Esclavitud, una deuda de la democracia.





Desde hace 200 años la idea de democracia se sostiene con base a un grito sagrado: libertad. Las democracias modernas comenzaron a aparecer en la segunda mitad del siglo XIX junto con el sufragio universal, el reconocimiento de los derechos humanos y la abolición de la esclavitud.

La democracia sabemos, es la forma de hacernos cargo de nuestro destino como sociedad, por tanto, contar con un gobierno que exprese la voluntad colectiva y también el derecho de cada individuo a desarrollarse como ser humano. Improbable ser ciudadanos sin la garantía de la libertad. 

La esclavitud, práctica presente desde tiempos inmemoriales ha sido abolida en todo el mundo. Pero sólo en la teoría. En la práctica, ha adoptado nuevas formas.

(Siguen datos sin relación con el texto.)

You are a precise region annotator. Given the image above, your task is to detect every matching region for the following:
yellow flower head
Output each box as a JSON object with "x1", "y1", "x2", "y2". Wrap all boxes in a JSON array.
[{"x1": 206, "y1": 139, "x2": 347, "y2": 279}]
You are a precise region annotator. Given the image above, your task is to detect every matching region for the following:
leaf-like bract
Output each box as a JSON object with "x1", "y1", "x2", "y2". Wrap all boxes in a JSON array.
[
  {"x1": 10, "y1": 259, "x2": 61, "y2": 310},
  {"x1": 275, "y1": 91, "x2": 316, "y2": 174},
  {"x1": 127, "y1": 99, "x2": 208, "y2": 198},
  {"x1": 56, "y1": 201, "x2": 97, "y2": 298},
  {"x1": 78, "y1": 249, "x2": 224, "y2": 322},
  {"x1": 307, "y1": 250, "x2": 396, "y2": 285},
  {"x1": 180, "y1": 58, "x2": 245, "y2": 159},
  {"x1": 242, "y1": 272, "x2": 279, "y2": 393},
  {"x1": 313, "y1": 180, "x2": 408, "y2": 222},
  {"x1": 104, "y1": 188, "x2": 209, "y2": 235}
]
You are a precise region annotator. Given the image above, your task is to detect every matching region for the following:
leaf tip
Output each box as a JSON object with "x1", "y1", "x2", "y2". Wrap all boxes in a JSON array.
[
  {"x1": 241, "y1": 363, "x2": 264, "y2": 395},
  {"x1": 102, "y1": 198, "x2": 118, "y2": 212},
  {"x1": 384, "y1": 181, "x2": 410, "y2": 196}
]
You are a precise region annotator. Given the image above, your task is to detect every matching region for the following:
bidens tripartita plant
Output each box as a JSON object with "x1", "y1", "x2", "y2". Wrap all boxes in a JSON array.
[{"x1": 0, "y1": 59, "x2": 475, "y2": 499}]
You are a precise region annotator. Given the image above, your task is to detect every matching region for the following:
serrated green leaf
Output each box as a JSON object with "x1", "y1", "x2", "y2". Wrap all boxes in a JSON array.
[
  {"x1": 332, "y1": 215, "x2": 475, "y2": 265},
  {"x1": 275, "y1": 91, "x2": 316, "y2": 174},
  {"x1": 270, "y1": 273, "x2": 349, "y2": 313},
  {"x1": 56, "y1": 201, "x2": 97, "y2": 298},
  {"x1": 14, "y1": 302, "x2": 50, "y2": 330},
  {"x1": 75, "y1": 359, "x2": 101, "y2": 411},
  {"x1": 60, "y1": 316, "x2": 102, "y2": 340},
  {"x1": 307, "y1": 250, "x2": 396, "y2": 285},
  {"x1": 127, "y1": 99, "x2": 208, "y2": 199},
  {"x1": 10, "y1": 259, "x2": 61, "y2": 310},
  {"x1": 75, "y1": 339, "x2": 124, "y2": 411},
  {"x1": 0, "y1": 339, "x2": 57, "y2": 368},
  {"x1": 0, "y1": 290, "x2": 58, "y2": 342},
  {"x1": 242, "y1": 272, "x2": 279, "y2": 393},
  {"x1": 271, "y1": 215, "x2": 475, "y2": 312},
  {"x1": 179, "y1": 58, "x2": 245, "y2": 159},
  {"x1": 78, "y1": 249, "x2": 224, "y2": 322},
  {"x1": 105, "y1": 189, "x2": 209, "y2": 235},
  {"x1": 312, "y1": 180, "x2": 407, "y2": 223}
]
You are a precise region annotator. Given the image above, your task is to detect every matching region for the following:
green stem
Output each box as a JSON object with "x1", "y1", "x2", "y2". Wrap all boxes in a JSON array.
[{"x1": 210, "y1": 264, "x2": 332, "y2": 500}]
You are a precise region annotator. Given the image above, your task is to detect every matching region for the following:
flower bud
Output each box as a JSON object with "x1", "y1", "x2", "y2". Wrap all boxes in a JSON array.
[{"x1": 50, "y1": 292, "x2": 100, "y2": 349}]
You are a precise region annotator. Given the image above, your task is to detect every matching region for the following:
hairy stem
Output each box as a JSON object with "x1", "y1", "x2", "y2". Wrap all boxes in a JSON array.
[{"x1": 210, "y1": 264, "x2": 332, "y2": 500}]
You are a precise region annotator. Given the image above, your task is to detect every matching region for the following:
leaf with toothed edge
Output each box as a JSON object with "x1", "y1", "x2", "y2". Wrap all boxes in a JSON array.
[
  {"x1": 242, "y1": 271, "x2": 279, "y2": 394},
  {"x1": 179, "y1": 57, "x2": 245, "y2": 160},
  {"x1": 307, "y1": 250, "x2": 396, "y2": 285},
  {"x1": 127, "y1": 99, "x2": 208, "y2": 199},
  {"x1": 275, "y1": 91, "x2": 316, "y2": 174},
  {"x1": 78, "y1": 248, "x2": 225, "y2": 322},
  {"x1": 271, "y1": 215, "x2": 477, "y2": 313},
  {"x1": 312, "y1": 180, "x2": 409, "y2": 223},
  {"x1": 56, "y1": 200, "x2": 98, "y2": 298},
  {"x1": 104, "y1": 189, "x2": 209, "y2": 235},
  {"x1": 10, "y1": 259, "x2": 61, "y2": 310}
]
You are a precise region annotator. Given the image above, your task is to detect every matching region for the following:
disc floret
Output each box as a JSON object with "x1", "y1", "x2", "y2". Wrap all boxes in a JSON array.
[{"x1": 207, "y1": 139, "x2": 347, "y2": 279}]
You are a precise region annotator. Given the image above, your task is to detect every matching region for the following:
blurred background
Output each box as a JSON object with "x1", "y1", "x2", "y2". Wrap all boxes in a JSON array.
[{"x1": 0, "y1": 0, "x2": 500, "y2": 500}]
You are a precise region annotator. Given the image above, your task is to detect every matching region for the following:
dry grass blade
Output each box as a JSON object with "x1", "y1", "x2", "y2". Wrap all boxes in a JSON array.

Millones en todo el mundo son víctimas de trabajos forzados, explotación sexual y tráfico de personas. También en nuestro país. La Organización Internacional del Trabajo (OIT) define esta práctica como el trabajo o servicio forzoso u obligatorio que se extrae de cualquier persona bajo la amenaza de un castigo y para el cual la persona no se ha ofrecido de forma voluntaria.



Cabe preguntarnos ¿Cómo es posible que haya esclavos, hoy, en el siglo XXI? Esta pregunta expresa la magnitud de este desafío actual, porque la esclavitud, porque la falta de libertad individual es la antítesis de la democracia, dado que es una de las más atroces violaciones a los derechos humanos.

Hoy la esclavitud constituye un flagelo inaceptable, un escándalo que interpela, con acento dramático, a la democracia. Y es uno de los más severos síntomas de la crisis moral de las sociedades modernas.

La democracia es portadora, claro, de los más sublimes ideales. Pero de poco sirve si no se genera un nuevo punto de partida, reaccionando en forma unánime frente a estos crímenes y liberando a todas y cada una de las millones de víctimas que sufren la miseria y la opresión.

Hay algo de lo que no cabe duda, las democracias están en deuda mientras no se erradiquen estos delitos, que degradan al ser humano y amenazan los cimientos mismos de la civilización.

Para eso primero es necesario que se comprenda, se tome conciencia, para avanzar hacia una activa participación social. Porque no es ficción, es real. Lo sufre un prójimo, cerca. Y nos afecta a todos.

El reconocimiento de este flagelo comienza por informarnos, participar, ser mejores ciudadanos, y hacer crecer a la democracia que, como las grandes catedrales medievales, se construyen entre todos y nunca se dejan de construir.